Breaking stock prices edged up a few more cents a dozen early last week but began to ease late in the week. Processors indicated they could get supply at quoted prices rather than paying premiums as was the case a week earlier. Trade sources indicated chickens were eating more solid food, which should improve the size and number of eggs laid.
“Size is coming back up,” Mr. Kellert said.
Even though processors raised prices for egg products almost weekly to cover soaring egg costs, most of those increases failed to keep pace with the 40% increase in nest run egg prices since mid-July through late August. Since mid-July, dried whole egg values increased about 12%, dried blends and yolks about 10% and dried whites less than 5%. Frozen whole egg prices were up about 13% during the same time, frozen yolks were up 16% and whites were up only about 3%. Liquid egg products, which are the first to react to higher egg prices, saw whole and yolks up more than 20% but whites were up only 4% since mid-July. Yolks especially were in tight supply.
Traders expect egg product prices to increase a bit more in early September, reflecting the lag to higher egg prices.
Trade sources said processor inventories are tight or largely committed. Inventories were limited in part because they could barely get enough eggs to process in late July and early August, and because they did not want to be holding high-priced inventory when egg values eventually drop. Processors passed on price increases to some degree, but in some cases saw tighter or even negative profit margins, especially for dried products, as they were reluctant to raise prices enough or in advance of anticipated higher egg prices. One processor noted that while buyers tend to resist rising prices, they also want lower egg prices reflected quickly in product prices.

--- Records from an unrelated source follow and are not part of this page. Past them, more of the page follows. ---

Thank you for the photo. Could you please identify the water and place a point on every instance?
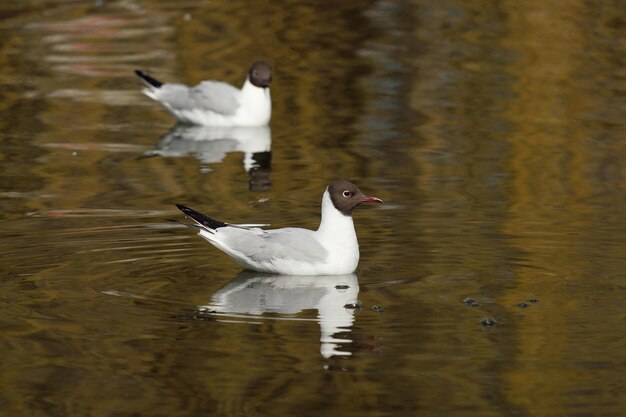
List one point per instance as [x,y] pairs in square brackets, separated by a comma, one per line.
[493,131]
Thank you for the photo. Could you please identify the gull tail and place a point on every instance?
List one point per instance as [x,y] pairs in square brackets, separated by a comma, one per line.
[148,80]
[206,222]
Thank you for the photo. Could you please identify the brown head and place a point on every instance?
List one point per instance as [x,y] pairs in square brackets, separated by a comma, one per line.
[260,74]
[346,196]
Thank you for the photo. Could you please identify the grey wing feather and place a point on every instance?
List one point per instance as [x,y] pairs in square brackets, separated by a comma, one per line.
[216,96]
[265,245]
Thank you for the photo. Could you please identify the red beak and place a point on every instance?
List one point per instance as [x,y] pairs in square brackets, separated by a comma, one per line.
[367,199]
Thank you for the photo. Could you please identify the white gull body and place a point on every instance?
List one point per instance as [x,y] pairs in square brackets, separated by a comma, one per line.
[215,103]
[332,249]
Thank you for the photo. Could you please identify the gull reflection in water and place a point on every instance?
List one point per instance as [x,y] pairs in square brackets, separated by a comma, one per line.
[255,294]
[211,144]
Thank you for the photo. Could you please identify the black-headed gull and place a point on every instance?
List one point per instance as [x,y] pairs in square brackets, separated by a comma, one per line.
[215,103]
[332,249]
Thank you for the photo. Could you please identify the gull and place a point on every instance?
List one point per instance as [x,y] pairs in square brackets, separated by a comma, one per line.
[216,103]
[332,249]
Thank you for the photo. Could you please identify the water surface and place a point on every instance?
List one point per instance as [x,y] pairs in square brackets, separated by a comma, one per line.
[493,131]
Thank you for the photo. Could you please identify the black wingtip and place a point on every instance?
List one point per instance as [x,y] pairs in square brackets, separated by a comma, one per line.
[200,218]
[148,79]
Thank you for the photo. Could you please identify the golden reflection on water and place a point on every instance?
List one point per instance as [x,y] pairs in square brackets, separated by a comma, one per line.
[492,130]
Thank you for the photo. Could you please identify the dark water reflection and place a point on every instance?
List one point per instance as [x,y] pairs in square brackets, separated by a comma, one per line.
[493,131]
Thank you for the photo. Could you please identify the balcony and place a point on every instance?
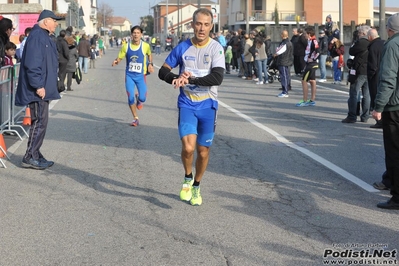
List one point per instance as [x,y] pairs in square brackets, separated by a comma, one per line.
[257,16]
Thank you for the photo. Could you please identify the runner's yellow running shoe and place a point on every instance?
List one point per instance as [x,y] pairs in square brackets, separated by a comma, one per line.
[196,198]
[185,192]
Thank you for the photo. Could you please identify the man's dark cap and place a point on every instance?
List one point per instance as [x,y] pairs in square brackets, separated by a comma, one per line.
[48,14]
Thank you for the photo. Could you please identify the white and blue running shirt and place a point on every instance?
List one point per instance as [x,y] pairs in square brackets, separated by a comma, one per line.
[199,60]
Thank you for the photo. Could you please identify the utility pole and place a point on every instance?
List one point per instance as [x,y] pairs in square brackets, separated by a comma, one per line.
[247,17]
[341,20]
[104,19]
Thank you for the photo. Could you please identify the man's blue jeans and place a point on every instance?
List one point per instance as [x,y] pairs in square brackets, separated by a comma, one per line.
[85,62]
[262,67]
[322,66]
[354,90]
[336,70]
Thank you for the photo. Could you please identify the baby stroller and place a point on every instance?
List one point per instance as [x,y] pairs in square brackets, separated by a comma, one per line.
[272,72]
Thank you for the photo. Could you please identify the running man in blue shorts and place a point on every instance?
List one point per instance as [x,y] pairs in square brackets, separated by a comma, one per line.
[201,68]
[136,54]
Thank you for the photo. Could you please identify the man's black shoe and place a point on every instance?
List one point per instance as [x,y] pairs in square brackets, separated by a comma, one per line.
[380,186]
[49,163]
[390,205]
[347,120]
[35,164]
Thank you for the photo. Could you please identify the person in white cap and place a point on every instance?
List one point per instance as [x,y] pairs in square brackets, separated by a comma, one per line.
[387,108]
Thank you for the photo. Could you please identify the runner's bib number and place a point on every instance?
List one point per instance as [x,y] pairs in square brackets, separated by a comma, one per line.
[135,67]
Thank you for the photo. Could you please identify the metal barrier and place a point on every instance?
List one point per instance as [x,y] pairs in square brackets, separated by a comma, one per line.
[16,111]
[5,100]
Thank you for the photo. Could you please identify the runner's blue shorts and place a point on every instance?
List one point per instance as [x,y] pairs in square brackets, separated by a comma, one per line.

Rising egg product prices had a mixed effect on sales. In some cases, users increased orders in an attempt to beat the next price increase, processors said. But other buyers ordered only for immediate needs to keep high-priced inventory at a minimum. The result was mostly slow to moderate trading activity the past few weeks. Regular customers were most likely to get supplies at the best prices, one processor said, while new customers sometimes were turned away. Many large users already were booked through the end of the year, which meant processor supplies often were committed.
Typically, egg and egg product prices decline about this time of year as production increases. This year, trade sources expect some correction, but possibly not as much as usual because growers facing high feed costs are expected to keep production in check.
In addition, Hurricane Irene was expected to have a short-term impact as consumers swept eggs and other basic food products off store shelves along the East coast. People tend to make hard boiled eggs ahead of major storms so they have eggs in case of power failures.